Cre-Lox is a powerful tool for genetic manipulation in vivo because it allows for excellent spatial and temporal control of gene expression. This is invaluable when working with animal models, where unchecked gene expression or complete gene knockout may be detrimental or lethal.

As the name suggests, the Cre-Lox system relies on two components to function: a Cre recombinase, and its recognition site, loxP. These components have been adapted from the P1 bacteriophage for use in genetic manipulation.

LoxP sites are directional 34 bp sequences made up of two 13 bp recognition sites separated by an 8 bp spacer region. The sequences don’t occur naturally in any known genomes other than the P1 bacteriophage, and are long enough that they are unlikely to occur by chance. For this reason, they can be used for specific genetic manipulations without unintended side effects.

Table 1 – Sequence of a loxP site, made up of two flanking palindromic recognition regions and a spacer region which gives it directionality.

13 bp Recognition Region 8 bp Spacer 13 bp Recognition Region

LoxP sites are always used in pairs, often flanking a gene of interest or reporter. The orientation of the loxP sites will determine the outcome of recombination.

Mechanism of Cre-Lox Recombination

How does Cre-Lox recombination work? First, two Cre proteins recognize a loxP site and bind to it, forming a dimer. Two Cre-loxP dimers come together to form a tetramer, bringing the two loxP sites together with opposing directionality. Finally, dsDNA cleavage occurs in the center of the loxP site and a crossover event occurs (1). See below for a detailed diagram.

Mechanism of Cre-Lox Recombination

Figure 1 – Four Cre proteins form a tetramer. Tyrosines at position 324 cleave the DNA backbone within the loxP site, and the released hydroxyl groups attack the partner strand to form a Holliday intermediate. The remaining strands of DNA are then cleaved and strand exchange occurs. The resulting sequences are also lox sites which can undergo subsequent rounds of recombination.

Based on the orientation of the loxP sites, there are three outcomes that can result from the recombination:

  • Excision: If lox sites are in the same orientation flanking a sequence, recombination will result in the excision of the sequence, deleting it from its original locus. This process is essentially irreversible.
  • Inversion: If lox sites are in opposite orientations flanking a sequence, recombination will result in the inversion of that sequence.
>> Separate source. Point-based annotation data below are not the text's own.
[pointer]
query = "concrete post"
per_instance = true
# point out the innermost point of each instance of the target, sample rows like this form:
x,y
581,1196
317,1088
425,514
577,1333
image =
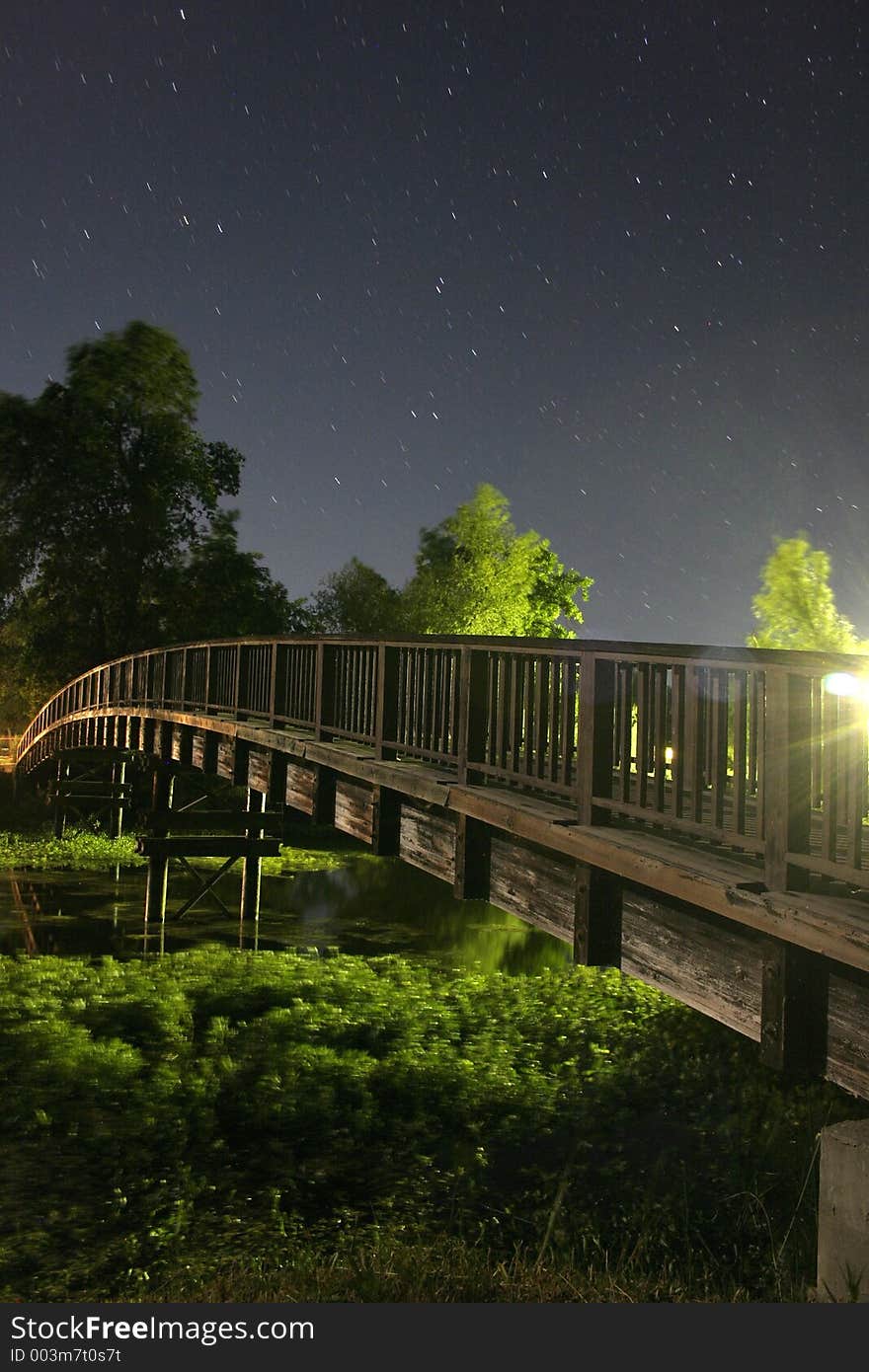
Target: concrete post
x,y
843,1213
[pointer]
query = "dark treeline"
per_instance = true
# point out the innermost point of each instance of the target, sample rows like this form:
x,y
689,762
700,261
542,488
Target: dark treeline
x,y
117,535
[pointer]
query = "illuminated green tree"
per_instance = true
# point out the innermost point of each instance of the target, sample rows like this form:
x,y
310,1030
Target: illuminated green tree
x,y
477,575
795,607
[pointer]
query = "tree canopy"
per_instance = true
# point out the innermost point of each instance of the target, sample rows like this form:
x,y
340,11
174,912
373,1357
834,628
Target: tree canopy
x,y
356,600
795,607
475,573
108,496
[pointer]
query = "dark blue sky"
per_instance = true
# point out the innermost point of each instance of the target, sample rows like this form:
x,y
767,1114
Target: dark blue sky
x,y
608,257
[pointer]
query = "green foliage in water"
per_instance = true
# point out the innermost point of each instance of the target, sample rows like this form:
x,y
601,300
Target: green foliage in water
x,y
85,850
80,850
214,1108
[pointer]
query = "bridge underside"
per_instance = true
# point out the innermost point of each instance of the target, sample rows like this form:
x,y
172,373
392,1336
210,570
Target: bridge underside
x,y
790,970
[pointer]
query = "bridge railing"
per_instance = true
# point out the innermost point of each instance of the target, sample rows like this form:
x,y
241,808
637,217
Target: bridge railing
x,y
758,751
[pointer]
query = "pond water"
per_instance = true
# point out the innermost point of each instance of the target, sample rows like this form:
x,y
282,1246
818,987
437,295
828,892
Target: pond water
x,y
366,906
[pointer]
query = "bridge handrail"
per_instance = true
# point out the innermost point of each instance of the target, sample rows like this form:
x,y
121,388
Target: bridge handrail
x,y
735,745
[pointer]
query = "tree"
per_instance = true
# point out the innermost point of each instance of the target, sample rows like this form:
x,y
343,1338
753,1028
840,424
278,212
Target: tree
x,y
357,600
795,607
105,485
477,575
225,593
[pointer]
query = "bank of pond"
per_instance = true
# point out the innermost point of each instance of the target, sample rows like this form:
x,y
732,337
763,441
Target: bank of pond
x,y
334,1118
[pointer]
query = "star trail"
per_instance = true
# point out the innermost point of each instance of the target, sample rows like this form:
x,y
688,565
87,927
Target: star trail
x,y
609,259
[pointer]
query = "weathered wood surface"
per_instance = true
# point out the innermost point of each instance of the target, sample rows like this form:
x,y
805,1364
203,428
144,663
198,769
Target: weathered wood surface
x,y
533,883
707,794
693,957
355,809
428,840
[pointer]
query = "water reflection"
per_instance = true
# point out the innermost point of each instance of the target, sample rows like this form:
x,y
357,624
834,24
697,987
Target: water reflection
x,y
369,907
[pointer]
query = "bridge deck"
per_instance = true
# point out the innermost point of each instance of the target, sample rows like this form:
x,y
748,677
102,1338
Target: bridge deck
x,y
725,881
697,816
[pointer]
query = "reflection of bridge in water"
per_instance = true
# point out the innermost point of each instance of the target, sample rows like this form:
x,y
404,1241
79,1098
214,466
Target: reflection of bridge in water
x,y
693,816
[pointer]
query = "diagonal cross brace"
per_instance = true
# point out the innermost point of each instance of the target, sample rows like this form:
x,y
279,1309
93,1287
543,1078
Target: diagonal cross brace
x,y
207,885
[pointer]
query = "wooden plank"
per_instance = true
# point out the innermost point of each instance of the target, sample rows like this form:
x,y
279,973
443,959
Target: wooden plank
x,y
206,845
472,859
197,757
704,963
847,1031
428,840
353,809
794,1009
384,820
260,770
225,757
597,918
534,885
301,788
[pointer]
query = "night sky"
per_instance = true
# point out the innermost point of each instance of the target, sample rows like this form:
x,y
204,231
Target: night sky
x,y
607,257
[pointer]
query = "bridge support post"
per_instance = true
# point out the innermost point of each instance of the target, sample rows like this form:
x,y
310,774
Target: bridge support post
x,y
787,778
597,918
323,796
472,859
384,822
794,1009
843,1213
118,777
63,771
252,865
155,890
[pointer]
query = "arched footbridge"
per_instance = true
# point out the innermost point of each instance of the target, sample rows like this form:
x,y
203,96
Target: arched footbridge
x,y
696,816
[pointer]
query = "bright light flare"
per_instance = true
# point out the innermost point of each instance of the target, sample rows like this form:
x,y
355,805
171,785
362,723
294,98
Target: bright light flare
x,y
843,683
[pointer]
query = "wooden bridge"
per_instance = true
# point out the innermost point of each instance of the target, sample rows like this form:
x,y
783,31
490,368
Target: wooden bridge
x,y
692,815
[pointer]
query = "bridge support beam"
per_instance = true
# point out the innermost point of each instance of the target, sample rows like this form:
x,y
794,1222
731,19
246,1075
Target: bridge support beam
x,y
794,1009
384,822
323,796
597,918
843,1213
472,859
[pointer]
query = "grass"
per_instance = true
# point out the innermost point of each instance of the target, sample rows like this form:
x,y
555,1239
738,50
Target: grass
x,y
229,1125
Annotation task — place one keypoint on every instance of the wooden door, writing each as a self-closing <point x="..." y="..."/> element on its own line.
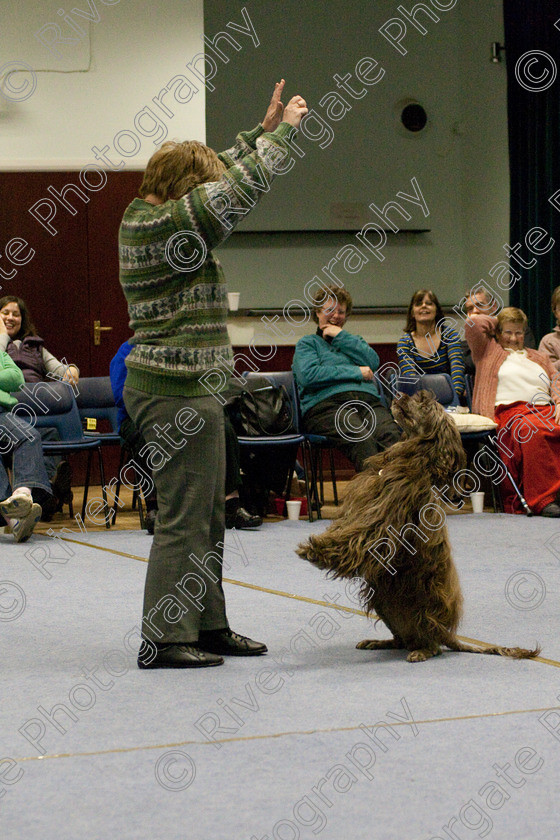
<point x="107" y="302"/>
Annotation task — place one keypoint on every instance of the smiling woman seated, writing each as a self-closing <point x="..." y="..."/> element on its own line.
<point x="428" y="346"/>
<point x="519" y="388"/>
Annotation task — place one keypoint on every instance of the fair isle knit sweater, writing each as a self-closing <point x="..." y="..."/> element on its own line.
<point x="179" y="316"/>
<point x="488" y="357"/>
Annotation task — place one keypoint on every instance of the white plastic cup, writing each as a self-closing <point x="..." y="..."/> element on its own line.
<point x="477" y="502"/>
<point x="294" y="509"/>
<point x="233" y="301"/>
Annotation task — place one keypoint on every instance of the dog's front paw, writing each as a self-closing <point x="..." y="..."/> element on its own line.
<point x="422" y="654"/>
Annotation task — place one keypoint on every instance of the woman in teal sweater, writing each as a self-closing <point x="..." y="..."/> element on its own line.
<point x="334" y="374"/>
<point x="20" y="510"/>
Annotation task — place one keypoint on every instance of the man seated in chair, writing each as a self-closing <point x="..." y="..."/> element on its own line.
<point x="334" y="373"/>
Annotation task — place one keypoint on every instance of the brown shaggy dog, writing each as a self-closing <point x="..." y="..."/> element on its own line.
<point x="392" y="534"/>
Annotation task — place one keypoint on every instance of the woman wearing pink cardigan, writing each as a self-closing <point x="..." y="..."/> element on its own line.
<point x="520" y="389"/>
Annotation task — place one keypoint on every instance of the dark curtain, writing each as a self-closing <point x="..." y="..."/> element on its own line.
<point x="534" y="150"/>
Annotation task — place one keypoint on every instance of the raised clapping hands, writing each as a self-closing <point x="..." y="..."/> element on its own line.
<point x="292" y="113"/>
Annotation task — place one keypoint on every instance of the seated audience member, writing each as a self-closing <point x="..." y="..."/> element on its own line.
<point x="334" y="371"/>
<point x="236" y="516"/>
<point x="20" y="509"/>
<point x="550" y="343"/>
<point x="19" y="339"/>
<point x="424" y="347"/>
<point x="515" y="386"/>
<point x="480" y="302"/>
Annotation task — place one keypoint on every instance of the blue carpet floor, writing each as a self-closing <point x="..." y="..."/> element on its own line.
<point x="315" y="739"/>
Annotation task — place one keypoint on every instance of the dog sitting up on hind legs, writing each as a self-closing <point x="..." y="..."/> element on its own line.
<point x="392" y="534"/>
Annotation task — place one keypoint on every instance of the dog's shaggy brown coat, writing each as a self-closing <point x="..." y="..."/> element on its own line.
<point x="413" y="588"/>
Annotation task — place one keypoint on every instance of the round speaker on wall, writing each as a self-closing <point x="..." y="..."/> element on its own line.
<point x="412" y="119"/>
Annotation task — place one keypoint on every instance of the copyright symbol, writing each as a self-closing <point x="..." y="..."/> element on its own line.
<point x="12" y="600"/>
<point x="525" y="590"/>
<point x="175" y="770"/>
<point x="535" y="70"/>
<point x="351" y="425"/>
<point x="184" y="255"/>
<point x="8" y="87"/>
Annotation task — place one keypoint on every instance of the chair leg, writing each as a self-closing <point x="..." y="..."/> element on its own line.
<point x="104" y="490"/>
<point x="333" y="476"/>
<point x="320" y="469"/>
<point x="510" y="478"/>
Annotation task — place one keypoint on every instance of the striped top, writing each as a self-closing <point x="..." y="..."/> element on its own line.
<point x="174" y="286"/>
<point x="448" y="358"/>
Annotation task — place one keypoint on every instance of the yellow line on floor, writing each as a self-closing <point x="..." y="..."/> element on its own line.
<point x="288" y="733"/>
<point x="306" y="600"/>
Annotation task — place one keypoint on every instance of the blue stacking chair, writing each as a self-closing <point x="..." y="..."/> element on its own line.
<point x="54" y="406"/>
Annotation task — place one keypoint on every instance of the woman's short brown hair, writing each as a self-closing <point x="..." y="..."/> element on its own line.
<point x="513" y="314"/>
<point x="176" y="168"/>
<point x="417" y="299"/>
<point x="342" y="297"/>
<point x="27" y="325"/>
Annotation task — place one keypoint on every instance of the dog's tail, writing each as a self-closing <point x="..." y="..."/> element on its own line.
<point x="513" y="653"/>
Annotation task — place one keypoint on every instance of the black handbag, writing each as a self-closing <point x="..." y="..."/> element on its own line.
<point x="266" y="410"/>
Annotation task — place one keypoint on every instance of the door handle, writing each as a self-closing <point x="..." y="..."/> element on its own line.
<point x="97" y="330"/>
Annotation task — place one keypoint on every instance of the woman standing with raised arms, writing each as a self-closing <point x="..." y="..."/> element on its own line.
<point x="179" y="322"/>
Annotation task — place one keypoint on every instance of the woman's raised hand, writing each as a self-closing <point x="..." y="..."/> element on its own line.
<point x="295" y="110"/>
Since the lox sites remain unchanged, this process is reversible and the gene can “flip” back and forth between both orientations indefinitely.
  • Translocation: If lox sites reside on separate pieces of DNA, recombination will result in a reversible translocation event.

Lox-flanked regions of DNA are often said to be “floxed”.

Cre-Lox Excision, Inversion, and Translocation Mechanisms

Figure 2 – The directionality of the lox sites determines the outcome of the recombination. If lox sites are in the same orientation, the floxed region will be excised. If the lox sites are in opposing orientations, the floxed region will be inverted. If the lox sites are on separate pieces of DNA, recombination results in a translocation event.

Basic Applications

The basic Cre-loxP recombination event is most useful for excision of genetic sequences, due to the irreversible nature of this event. It has been adapted for two main purposes:

Cre-dependent sequence knockout

If a sequence is flanked with two loxP sites in the same orientation, the sequence will be excised when Cre is present. This can be useful when performing gene editing experiments; successfully edited clones may be found using a selection marker, which can later be removed using Cre-Lox. However, a complete gene knockout isn’t a good choice for studying essential genes, since this would result in a lethal phenotype.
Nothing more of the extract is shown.